Después de varios días de intensos interrogatorios y torturas, Camarena Salazar murió. Su cuerpo apareció tirado en un predio, en Michoacán. Desde entonces, Estados Unidos pidió a México un castigo ejemplar para los capos que habían participado en la tortura y muerte de Camarena, incluso, las relaciones bilaterales se tensaron y Estados Unidos sometió a México a una mayor presión para el combate al crimen organizado.

Miguel Ángel Félix Gallardo fue detenido en abril de 1989. Fue el segundo golpe espectacular que asestó el gobierno de Carlos Salinas de Gortari al iniciar su gobierno.

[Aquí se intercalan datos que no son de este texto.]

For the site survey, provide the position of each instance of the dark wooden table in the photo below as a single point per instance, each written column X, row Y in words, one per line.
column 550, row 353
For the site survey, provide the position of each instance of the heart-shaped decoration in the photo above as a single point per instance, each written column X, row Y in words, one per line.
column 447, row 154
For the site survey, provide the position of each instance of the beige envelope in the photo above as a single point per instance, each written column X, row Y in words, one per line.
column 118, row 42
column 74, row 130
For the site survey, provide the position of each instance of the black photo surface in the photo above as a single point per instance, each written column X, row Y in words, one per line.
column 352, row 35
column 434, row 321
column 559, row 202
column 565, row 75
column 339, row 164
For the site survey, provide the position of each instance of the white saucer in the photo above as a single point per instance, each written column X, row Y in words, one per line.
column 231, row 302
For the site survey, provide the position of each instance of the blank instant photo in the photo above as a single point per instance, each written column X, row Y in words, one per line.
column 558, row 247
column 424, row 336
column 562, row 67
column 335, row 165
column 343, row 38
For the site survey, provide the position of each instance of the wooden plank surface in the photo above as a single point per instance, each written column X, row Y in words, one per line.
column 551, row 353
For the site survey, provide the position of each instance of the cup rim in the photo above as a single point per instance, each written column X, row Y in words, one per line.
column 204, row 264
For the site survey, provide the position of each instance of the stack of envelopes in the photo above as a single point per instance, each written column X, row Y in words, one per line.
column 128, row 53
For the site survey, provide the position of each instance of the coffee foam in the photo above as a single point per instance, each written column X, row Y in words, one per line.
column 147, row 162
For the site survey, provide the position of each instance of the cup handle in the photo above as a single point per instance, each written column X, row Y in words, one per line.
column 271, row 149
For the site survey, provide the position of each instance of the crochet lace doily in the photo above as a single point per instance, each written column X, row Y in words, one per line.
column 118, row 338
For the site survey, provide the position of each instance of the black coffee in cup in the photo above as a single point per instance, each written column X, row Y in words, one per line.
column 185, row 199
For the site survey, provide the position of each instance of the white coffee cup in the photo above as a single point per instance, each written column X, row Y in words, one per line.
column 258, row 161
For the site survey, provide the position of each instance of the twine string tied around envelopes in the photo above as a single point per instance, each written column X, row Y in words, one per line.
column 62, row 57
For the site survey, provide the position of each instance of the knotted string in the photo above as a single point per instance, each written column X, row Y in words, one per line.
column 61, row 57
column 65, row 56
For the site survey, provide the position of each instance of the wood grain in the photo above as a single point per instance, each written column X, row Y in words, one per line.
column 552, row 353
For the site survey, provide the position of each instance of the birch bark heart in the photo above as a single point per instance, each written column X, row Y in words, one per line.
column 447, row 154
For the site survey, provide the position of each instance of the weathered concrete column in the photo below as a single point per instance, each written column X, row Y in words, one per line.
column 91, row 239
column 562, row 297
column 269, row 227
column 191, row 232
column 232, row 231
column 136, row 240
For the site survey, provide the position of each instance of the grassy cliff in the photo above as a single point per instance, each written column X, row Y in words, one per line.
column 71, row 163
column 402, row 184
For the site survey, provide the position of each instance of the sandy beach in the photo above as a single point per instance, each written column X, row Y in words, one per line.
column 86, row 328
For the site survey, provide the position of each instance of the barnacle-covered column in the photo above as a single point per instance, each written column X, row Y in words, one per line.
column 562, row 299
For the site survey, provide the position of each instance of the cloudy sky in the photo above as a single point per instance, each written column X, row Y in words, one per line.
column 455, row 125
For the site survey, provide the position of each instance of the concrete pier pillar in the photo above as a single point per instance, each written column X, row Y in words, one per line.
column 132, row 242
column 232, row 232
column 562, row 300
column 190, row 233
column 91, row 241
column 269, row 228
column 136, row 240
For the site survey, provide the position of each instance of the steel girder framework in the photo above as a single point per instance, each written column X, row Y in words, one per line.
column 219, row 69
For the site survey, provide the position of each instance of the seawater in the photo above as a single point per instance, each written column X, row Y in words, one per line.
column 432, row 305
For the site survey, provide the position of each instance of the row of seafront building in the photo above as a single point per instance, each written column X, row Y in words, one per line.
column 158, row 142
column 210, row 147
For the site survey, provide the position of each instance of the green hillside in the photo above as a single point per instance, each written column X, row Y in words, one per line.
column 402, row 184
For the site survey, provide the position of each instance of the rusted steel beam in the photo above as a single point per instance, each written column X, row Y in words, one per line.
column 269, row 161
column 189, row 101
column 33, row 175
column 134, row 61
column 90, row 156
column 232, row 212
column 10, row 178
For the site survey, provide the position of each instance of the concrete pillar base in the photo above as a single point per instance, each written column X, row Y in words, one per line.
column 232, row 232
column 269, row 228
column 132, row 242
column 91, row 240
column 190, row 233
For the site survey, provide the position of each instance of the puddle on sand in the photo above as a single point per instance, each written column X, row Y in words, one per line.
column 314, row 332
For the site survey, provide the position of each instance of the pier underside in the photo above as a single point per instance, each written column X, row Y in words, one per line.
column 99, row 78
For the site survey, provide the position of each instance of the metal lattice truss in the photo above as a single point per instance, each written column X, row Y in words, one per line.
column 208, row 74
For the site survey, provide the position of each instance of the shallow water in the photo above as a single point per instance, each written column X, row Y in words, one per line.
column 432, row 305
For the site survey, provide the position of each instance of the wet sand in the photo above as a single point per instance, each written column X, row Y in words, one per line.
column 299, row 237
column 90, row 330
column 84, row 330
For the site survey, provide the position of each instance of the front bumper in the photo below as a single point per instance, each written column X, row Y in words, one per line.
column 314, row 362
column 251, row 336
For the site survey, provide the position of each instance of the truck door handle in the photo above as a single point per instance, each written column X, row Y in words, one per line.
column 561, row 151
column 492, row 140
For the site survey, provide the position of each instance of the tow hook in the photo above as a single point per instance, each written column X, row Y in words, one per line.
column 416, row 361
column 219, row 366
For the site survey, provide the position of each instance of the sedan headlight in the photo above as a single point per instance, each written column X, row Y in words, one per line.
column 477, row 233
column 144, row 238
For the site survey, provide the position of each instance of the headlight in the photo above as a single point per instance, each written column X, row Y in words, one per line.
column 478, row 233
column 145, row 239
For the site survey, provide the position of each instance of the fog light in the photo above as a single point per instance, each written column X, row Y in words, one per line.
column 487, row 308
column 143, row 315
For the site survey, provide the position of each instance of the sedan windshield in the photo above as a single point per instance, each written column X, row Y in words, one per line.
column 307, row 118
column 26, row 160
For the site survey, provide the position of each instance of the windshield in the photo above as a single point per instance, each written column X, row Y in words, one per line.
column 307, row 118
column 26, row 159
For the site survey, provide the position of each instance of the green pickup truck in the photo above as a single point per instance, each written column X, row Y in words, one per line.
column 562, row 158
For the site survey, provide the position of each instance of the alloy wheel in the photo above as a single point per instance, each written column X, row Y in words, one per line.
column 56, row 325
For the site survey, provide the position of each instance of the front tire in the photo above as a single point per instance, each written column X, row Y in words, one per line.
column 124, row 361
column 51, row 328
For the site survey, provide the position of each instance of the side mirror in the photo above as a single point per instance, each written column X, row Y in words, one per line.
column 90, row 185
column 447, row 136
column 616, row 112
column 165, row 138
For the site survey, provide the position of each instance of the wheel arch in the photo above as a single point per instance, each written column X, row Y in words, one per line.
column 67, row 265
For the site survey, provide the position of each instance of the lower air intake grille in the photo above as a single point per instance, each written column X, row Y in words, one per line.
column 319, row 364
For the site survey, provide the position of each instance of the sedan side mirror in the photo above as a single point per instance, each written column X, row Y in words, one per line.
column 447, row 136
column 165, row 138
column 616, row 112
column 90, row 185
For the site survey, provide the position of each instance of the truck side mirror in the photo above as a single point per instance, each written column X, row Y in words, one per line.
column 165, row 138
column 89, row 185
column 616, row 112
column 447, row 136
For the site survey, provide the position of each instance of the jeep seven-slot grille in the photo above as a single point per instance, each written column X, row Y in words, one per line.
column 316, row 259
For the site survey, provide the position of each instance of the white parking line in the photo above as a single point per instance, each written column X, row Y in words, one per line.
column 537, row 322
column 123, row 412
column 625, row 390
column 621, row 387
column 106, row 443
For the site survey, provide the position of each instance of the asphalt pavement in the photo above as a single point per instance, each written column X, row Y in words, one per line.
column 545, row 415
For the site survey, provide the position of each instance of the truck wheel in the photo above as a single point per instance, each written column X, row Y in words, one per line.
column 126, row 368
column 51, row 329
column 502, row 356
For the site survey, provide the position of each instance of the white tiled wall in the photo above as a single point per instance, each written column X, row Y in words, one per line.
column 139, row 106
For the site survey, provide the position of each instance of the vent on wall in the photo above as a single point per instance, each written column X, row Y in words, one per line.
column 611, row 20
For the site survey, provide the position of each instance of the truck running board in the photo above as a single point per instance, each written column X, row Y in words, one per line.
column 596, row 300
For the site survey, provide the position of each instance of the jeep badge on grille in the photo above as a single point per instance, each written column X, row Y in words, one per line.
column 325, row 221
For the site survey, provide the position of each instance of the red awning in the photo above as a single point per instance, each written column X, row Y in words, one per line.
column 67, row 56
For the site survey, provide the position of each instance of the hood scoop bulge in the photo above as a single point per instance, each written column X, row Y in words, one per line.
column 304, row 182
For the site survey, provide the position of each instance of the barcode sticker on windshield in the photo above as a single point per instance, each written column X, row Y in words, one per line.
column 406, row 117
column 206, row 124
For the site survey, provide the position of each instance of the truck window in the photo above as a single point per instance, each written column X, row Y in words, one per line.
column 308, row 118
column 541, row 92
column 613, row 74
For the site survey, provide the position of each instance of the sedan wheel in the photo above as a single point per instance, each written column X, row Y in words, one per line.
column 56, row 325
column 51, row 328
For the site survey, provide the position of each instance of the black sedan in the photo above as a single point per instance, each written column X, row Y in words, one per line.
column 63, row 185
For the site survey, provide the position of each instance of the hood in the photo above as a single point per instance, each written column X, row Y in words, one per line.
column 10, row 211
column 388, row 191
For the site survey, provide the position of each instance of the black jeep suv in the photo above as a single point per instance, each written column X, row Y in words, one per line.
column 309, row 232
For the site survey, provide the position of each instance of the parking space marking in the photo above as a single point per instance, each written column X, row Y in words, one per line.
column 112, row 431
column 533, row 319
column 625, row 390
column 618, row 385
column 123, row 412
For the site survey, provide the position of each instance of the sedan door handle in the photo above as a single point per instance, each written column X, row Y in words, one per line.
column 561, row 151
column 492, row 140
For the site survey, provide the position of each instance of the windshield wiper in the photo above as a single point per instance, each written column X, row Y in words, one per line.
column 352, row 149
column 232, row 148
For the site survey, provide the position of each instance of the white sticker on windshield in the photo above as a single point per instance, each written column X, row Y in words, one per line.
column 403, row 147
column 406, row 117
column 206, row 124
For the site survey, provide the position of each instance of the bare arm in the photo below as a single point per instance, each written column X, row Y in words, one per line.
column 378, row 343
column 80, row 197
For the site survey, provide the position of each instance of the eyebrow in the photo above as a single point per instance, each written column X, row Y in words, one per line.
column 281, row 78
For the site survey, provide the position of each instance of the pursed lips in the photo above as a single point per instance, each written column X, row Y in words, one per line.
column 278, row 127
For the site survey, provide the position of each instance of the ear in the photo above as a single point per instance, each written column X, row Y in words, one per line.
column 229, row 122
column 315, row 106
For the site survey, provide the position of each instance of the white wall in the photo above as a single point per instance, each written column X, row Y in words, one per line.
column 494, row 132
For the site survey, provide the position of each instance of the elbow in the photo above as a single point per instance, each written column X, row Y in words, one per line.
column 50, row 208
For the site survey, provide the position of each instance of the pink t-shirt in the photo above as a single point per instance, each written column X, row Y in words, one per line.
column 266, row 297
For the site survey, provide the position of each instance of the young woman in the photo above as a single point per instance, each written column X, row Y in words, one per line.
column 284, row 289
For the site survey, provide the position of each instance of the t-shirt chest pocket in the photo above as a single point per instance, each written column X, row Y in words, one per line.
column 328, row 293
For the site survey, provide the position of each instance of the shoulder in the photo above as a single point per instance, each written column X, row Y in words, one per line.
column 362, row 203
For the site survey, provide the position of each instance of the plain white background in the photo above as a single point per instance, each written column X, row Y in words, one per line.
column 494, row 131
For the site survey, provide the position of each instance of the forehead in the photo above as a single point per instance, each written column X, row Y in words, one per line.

El primero, en enero se ese año, fue la captura de Joaquín Hernández Galicia, “La Quina”, líder del sindicato petrolero, a quien mediante una operación orquestada por Fernando Gutiérrez Barrios le fueron sembradas varias armas de alto poder para incriminarlo.

Tras la detención de Félix Gallardo –orquestada por Guillermo González Calderoni, el policía del salinismo –el capo fue acusado de narcotráfico en varias modalidades, lavado de dinero, portación de armas y homicidio (el asesinato de Camarena).

A lo largo de 31 años de prisión, Félix Gallardo logró salir airoso de los cargos de narcotráfico y lavado. Incluso, le devolvieron muchas de las propiedades incautadas –ranchos, casas, hoteles –y también ganó el juicio de lavado de dinero.

Sólo está en prisión por el homicidio de Enrique Camarena, cuya sentencia de 37 años le fue ratificada recientemente, se ahí la controversia legal, ya que según la defensa de Félix Gallardo “el juez se equivocó en el cómputo”.

Félix Gallardo estuvo preso en el reclusorio Sur –vivía como en un hotel de cinco estrellas –luego lo pasaron a La Palma y después lo internaron en el penal de Puente Grande, donde permanece.

Durante los años que lleva en reclusión, Félix Gallardo ha solicitado la prisión domiciliaria por edad, por buen comportamiento y porque ya le faltan al menos unos siete años para terminar de compurgar su pena. Pero se la han negado, a pesar de que sufre diversos padecimientos renales, oculares y cardíacos.

En su demanda de garantía, Félix Gallardo argumentó que tiene más de 70 años y que su estado de salud es precario, motivo por el cual alcanza el

beneficio de la prisión domiciliaria y ha argumentado que si no se la conceden sería un acto de discriminación.

En este caso, un tribunal resolvió que el otorgamiento de la prisión domiciliaria, por edad, constituye una facultad potestativa del Poder Judicial, es decir, no es un derecho de la persona sino una facultad de la autoridad judicial y dependerá de cada caso en específico si la persona puede o no cumplir con la pena impuesta.

Félix Gallardo fue maestro en el negocio del narcotráfico de varias figuras, entre otras, de El Chapo Guzmán y de los hermanos Carrillo Fuentes.